Middlesex University has long been focused teaching our students the
practical skills they need for their careers. Taking this as our guiding
principle while revalidating our undergraduate mathematics programmes
we decided to radically rethink how we approached assessment to build in
more continuous assessment that could be contextualised in an authentic
way.
To prepare students for their mathematical careers we distinguish
between authentic assessment, that is submission formats that are
closely aligned with work tasks, and authentic problems, which use real
data, complicated real-life models or the kind of imprecise formulation
that typifies real-world problems.
In this talk we will discuss our rationale for this approach to learning and
teaching, we will give examples of our assessment approach and how we mitigate against the barriers to equality of opportunity that this approach
has made explicit.
Authentic assessment requires students to be confident with a variety of
submission formats. Following the pandemic we are increasingly
conscious of the digital divide between our students, not just in access to
technology but particularly in the skills and attitudes to using technology
for educational and productive purposes.
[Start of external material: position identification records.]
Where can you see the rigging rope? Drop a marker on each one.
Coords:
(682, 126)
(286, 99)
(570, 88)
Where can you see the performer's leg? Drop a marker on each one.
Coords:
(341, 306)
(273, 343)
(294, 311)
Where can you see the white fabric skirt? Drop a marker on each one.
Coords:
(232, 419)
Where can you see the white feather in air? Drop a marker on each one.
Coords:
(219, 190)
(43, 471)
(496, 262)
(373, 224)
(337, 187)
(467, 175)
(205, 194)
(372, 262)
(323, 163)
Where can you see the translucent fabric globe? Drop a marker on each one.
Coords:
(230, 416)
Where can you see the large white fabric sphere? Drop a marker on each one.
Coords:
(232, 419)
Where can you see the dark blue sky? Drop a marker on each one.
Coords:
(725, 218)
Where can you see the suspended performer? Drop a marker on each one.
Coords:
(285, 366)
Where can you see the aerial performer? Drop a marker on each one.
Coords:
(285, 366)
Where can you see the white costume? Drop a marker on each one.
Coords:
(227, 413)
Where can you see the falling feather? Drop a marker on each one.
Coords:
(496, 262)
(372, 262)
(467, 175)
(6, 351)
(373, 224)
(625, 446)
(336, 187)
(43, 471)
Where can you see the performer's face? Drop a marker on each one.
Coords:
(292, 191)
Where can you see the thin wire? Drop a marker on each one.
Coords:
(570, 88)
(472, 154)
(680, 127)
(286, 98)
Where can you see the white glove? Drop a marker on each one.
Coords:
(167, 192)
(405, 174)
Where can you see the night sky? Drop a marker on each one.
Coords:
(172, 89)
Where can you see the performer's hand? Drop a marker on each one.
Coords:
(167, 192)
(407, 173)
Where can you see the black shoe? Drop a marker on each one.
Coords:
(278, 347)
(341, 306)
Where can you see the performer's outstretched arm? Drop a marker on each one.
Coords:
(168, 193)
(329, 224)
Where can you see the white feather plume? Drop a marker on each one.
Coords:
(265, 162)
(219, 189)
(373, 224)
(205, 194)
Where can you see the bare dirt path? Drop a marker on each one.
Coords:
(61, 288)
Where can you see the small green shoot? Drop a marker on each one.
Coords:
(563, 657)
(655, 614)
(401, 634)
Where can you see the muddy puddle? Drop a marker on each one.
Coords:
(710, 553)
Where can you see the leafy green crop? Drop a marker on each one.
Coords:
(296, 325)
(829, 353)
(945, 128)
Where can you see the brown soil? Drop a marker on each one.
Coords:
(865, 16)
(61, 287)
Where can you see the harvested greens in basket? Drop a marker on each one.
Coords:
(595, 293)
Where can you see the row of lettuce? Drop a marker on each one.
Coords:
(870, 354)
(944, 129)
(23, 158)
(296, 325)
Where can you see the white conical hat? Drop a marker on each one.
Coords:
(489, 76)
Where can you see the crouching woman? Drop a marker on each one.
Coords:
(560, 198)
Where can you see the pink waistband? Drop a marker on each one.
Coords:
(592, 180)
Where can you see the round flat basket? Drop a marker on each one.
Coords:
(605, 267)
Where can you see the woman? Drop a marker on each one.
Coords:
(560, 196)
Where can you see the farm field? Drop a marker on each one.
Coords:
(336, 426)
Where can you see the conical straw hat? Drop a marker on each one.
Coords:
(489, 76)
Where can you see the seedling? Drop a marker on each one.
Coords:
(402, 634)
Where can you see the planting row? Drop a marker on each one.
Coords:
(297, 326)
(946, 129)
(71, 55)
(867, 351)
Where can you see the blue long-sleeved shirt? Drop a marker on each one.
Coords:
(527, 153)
We will detail how our authentic
assessment provision enables us to explicitly develop these important
technical skills in all our taught maths modules. For example, calculus
assessment uses visualisation technologies, and statistics assessment
includes obtaining datasets from trustworthy sources.
Finally, we will discuss plans to scale our approach to larger service
modules, and to incorporate the latest technological division between
students: the use of Large Language Models.